A Maturidade Clssica de Assis Brasil
Figura na sombra (2012) delicia o leitor com estes exerccios rigorosos da escrita: exerccios que materializam uma esttica plena, nunca cristalizada nos controles iniciais
O gaúcho Luiz Antonio de Assis Brasil chegou no século XXI à sua maturidade clássica em que tudo parece necessitar de ser controlado: das frases despojadas aos gestos das personagens, para deixar a sutil emoção explodir nas entrelinhas destes controles. Figura na sombra (2012) delicia o leitor com estes exercícios rigorosos da escrita: exercícios que materializam uma estética plena, nunca cristalizada nos controles iniciais.

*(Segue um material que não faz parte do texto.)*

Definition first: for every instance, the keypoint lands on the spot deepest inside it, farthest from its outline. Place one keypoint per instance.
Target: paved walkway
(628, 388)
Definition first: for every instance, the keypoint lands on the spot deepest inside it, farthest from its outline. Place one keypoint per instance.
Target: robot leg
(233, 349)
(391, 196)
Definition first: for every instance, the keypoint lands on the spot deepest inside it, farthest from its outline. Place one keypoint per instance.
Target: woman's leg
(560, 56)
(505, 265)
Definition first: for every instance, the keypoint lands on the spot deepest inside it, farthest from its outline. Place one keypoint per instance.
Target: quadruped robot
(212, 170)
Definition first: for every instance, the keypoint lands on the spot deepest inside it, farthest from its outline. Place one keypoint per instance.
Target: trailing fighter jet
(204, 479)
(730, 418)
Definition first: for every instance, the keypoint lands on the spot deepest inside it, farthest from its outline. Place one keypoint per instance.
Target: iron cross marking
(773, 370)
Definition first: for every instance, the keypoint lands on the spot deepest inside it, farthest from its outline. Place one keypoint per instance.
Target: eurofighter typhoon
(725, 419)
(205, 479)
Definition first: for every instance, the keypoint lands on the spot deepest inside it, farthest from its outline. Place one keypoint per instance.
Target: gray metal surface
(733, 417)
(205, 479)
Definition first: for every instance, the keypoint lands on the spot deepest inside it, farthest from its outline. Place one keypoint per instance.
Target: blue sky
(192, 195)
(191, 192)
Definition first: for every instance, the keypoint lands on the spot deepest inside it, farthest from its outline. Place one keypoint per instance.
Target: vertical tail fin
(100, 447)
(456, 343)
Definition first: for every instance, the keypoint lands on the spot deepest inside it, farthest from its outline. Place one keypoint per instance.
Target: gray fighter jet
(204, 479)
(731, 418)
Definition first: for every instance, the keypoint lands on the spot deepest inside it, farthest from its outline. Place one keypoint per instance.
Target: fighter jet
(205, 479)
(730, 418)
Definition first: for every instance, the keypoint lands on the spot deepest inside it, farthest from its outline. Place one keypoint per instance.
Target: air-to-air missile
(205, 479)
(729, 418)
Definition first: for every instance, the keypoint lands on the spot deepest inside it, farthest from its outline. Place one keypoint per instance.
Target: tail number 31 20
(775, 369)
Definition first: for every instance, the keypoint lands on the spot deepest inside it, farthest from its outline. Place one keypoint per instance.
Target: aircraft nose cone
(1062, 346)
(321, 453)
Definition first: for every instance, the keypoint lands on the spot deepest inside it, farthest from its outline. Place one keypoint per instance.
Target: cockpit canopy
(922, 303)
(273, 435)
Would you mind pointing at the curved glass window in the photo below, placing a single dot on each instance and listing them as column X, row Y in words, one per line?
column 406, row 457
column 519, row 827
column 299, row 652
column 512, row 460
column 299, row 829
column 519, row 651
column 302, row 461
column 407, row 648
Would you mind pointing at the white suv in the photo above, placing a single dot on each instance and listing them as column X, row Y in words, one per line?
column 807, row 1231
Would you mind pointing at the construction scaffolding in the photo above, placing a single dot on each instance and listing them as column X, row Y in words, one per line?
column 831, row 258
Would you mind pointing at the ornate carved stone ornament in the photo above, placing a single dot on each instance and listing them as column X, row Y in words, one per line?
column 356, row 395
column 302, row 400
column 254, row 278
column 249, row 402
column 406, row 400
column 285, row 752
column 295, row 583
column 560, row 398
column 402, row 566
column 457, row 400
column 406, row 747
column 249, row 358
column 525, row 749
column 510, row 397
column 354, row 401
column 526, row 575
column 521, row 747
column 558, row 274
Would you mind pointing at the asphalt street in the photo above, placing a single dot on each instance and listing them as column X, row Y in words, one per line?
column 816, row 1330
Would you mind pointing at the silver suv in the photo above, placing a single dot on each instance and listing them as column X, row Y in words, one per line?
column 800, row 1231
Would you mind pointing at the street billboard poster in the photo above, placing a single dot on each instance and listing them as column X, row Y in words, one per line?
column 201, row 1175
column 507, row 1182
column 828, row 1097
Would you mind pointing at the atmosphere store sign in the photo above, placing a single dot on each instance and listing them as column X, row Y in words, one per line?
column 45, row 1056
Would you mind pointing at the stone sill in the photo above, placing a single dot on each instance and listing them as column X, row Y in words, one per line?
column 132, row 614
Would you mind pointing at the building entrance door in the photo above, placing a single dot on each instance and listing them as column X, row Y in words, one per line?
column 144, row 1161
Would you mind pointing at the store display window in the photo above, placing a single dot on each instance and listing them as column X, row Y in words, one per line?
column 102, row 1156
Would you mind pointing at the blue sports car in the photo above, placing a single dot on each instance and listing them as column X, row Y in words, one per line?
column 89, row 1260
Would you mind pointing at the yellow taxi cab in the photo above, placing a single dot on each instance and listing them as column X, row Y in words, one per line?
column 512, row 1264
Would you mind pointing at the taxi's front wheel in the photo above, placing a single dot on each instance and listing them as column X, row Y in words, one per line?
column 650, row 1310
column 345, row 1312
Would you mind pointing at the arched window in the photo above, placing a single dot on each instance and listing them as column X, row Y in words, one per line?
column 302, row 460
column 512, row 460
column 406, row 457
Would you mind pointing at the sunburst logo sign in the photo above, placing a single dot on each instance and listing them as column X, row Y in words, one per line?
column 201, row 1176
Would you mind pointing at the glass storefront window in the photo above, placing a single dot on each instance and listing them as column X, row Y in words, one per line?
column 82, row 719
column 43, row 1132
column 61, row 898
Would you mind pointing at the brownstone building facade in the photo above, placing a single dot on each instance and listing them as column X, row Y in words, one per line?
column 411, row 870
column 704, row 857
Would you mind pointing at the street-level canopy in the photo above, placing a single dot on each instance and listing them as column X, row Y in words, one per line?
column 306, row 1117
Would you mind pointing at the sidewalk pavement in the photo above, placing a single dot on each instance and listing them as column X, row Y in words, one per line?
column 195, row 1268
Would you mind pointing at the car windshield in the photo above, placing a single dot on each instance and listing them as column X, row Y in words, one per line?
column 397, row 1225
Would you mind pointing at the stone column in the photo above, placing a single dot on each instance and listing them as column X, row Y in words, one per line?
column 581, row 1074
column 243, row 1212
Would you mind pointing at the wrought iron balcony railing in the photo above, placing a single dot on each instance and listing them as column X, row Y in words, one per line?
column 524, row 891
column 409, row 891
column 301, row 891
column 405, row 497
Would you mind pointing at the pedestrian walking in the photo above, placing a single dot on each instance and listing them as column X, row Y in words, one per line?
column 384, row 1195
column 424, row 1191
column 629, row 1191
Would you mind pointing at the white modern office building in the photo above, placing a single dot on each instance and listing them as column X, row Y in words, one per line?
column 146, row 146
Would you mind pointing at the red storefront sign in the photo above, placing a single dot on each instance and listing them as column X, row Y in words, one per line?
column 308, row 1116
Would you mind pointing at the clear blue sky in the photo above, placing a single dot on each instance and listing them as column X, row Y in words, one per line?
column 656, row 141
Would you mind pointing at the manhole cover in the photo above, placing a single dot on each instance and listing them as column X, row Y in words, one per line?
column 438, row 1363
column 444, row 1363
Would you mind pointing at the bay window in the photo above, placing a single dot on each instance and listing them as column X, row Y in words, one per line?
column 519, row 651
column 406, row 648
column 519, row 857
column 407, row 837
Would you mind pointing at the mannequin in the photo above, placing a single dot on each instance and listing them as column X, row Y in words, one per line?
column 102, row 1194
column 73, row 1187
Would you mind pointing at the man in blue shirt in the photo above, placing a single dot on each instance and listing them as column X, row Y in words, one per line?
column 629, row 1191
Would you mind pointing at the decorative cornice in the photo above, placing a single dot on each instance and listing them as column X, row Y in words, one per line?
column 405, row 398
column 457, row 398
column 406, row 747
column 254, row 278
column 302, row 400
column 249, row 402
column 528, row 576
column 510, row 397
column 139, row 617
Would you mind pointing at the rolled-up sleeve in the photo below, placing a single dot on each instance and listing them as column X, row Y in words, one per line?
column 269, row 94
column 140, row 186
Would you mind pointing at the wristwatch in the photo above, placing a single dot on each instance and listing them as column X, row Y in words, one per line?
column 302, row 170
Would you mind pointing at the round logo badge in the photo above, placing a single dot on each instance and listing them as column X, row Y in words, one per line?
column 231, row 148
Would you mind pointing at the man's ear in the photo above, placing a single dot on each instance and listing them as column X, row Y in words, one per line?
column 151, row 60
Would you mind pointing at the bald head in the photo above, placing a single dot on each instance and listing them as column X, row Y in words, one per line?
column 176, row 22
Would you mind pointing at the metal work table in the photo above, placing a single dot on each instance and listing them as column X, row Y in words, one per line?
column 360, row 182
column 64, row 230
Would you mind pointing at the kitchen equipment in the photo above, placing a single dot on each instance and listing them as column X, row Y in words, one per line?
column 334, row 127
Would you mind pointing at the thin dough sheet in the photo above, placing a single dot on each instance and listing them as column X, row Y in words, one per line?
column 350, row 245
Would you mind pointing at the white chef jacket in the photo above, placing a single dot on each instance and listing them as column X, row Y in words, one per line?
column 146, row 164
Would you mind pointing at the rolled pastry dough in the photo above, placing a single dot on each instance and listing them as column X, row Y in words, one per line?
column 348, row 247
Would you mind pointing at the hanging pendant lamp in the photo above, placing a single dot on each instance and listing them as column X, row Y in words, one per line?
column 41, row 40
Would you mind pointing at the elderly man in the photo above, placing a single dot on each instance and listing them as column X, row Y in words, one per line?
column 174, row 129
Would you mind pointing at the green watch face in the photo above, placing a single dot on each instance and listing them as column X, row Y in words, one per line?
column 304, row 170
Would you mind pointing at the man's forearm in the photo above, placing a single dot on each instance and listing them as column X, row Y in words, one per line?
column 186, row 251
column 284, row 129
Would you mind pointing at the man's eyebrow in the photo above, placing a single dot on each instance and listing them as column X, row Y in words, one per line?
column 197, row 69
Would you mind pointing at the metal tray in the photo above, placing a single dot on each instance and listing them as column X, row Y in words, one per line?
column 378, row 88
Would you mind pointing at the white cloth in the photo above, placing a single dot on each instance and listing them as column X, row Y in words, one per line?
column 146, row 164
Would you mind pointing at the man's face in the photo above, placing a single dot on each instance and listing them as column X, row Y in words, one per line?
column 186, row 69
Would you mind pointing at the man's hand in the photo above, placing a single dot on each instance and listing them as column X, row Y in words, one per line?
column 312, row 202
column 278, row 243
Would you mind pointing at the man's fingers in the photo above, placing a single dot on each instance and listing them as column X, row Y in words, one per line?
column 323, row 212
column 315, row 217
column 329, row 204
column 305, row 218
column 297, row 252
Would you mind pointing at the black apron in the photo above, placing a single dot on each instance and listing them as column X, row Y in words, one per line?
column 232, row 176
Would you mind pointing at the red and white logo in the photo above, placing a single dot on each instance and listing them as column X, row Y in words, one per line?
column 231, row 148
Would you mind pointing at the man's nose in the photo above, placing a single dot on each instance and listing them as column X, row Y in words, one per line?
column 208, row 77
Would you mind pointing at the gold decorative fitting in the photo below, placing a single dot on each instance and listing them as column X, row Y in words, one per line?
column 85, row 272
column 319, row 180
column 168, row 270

As orações do romance de Assis Brasil são o mais das vezes curtas: nada dos circunlóquios conectivados à maneira de Marcel Proust ou do padre Antônio Vieira. Em alguns casos, como no capítulo XII, o narrador se contenta com parágrafos pequenos, alguns feitos de uma só frase. Narrativa direta, documental: “Era assim: o mais velho falava, e o mais novo, o moreno, concordava.” No capítulo XXI, uma carta do homem na sombra, o francês Aimé Bonpland, tenta explicar o que é a selva, um fenômeno sul-americano. Os parágrafos são mais longos, mas as orações permanecem curtas. Herdeiro do português Eça de Queirós, o texto de Assis Brasil tornou-se agora mais enxuto que seu mestre, usa o adjetivo com algum temor e parcimônia. Basta pensar nas extensões de um clássico de Assis Brasil, Videiras de cristal (1990). Em Figura na sombra, para dar a um estrangeiro (mais que isto, um russo) a ideia da selva, Aimé se recolhe: “É mais fácil imaginar a selva do que descrevê-la.” Imagem: o cinema, a fotografia, a pintura? Depois de umas sete frases, os adjetivos acodem, a medo: “Há exalações mornas. É o hálito da selva. Lá o ar é quente, espesso e viscoso. A umidade nos faz sangrar água por todos os poros. As plantas no chão, à altura das pernas, da cintura, do peito, da cabeça e sobre ela, as plantas são o abraço de um ventre impiedoso.”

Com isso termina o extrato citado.